Mechanisms that reduce efficacy
Neutralizing antibodies directed at the vector coat prevent the vector from entering target cells, reducing antigen expression and lowering the magnitude of the desired immune response. Cellular immunity directed at vector-infected cells can accelerate clearance of those cells before they produce sufficient antigen. Both antibody-mediated neutralization and vector-specific T cell responses therefore limit vaccine "take" and can cause more rapid waning of protection. Evidence from the HIV Step trial reported by Stephen P. Buchbinder Fred Hutchinson Cancer Research Center and colleagues showed that an adenovirus serotype 5 vector failed to protect and raised concerns about interactions between vector immunity and clinical outcomes. These results illustrate how vector immunity can alter both immunogenicity and population-level effects.

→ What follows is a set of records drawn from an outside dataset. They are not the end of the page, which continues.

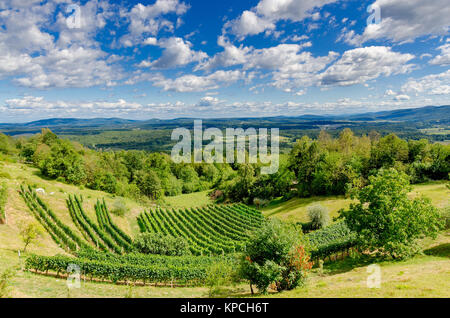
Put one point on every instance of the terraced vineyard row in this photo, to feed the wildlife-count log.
(104, 236)
(210, 230)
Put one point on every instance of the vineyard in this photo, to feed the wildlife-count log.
(212, 230)
(104, 252)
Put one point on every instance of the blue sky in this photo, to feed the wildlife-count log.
(199, 58)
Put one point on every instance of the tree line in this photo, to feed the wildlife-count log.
(323, 166)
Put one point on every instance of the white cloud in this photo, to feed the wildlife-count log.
(35, 58)
(390, 92)
(434, 84)
(402, 97)
(209, 101)
(195, 83)
(267, 13)
(149, 20)
(444, 57)
(150, 41)
(177, 52)
(362, 64)
(405, 20)
(38, 104)
(249, 24)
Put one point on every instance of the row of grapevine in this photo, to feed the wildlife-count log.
(61, 233)
(104, 220)
(116, 271)
(99, 237)
(331, 240)
(3, 197)
(212, 229)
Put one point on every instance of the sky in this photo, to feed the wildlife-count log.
(214, 59)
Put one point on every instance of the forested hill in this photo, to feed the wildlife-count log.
(438, 114)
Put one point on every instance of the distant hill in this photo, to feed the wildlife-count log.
(429, 115)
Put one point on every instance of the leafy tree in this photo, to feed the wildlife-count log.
(149, 184)
(388, 150)
(29, 233)
(318, 216)
(304, 158)
(5, 281)
(274, 255)
(386, 220)
(220, 274)
(64, 162)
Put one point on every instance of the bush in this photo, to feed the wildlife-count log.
(445, 215)
(274, 255)
(219, 275)
(260, 203)
(319, 216)
(119, 208)
(5, 281)
(386, 221)
(156, 243)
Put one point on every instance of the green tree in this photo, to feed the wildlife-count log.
(29, 233)
(275, 255)
(304, 158)
(388, 151)
(386, 220)
(149, 184)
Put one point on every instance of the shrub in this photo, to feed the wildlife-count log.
(157, 243)
(445, 215)
(119, 208)
(386, 221)
(220, 274)
(30, 232)
(260, 203)
(5, 279)
(274, 255)
(319, 216)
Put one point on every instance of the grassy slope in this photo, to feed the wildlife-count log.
(296, 209)
(423, 276)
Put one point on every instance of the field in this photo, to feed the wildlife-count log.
(295, 209)
(423, 276)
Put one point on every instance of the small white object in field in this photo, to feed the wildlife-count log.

Practical consequences and mitigations
Because preexisting immunity differs across populations, vaccine performance can vary territorially and culturally where exposure to common human adenoviruses is higher. This geographic variation has public health implications for deployment strategies in regions with high vector seroprevalence. To address this, developers such as Sarah Gilbert University of Oxford and Adrian V. S. Hill University of Oxford selected nonhuman adenovirus platforms or rare human serotypes to circumvent common immunity. Other strategies include increasing dose, using heterologous prime-boost regimens that mix different vectors, or switching to nonviral platforms like mRNA where vector immunity is not relevant.
Understanding vector immunity is essential for regulatory assessments, real-world effectiveness monitoring, and informed consent in communities with distinct exposure histories. The impact is not uniform; it depends on vector type, population serostatus, and the immune response needed to protect against the target disease. Clear reporting of seroprevalence, immunogenicity by baseline vector immunity, and post-licensure effectiveness across diverse settings improves trust and guides equitable vaccine use.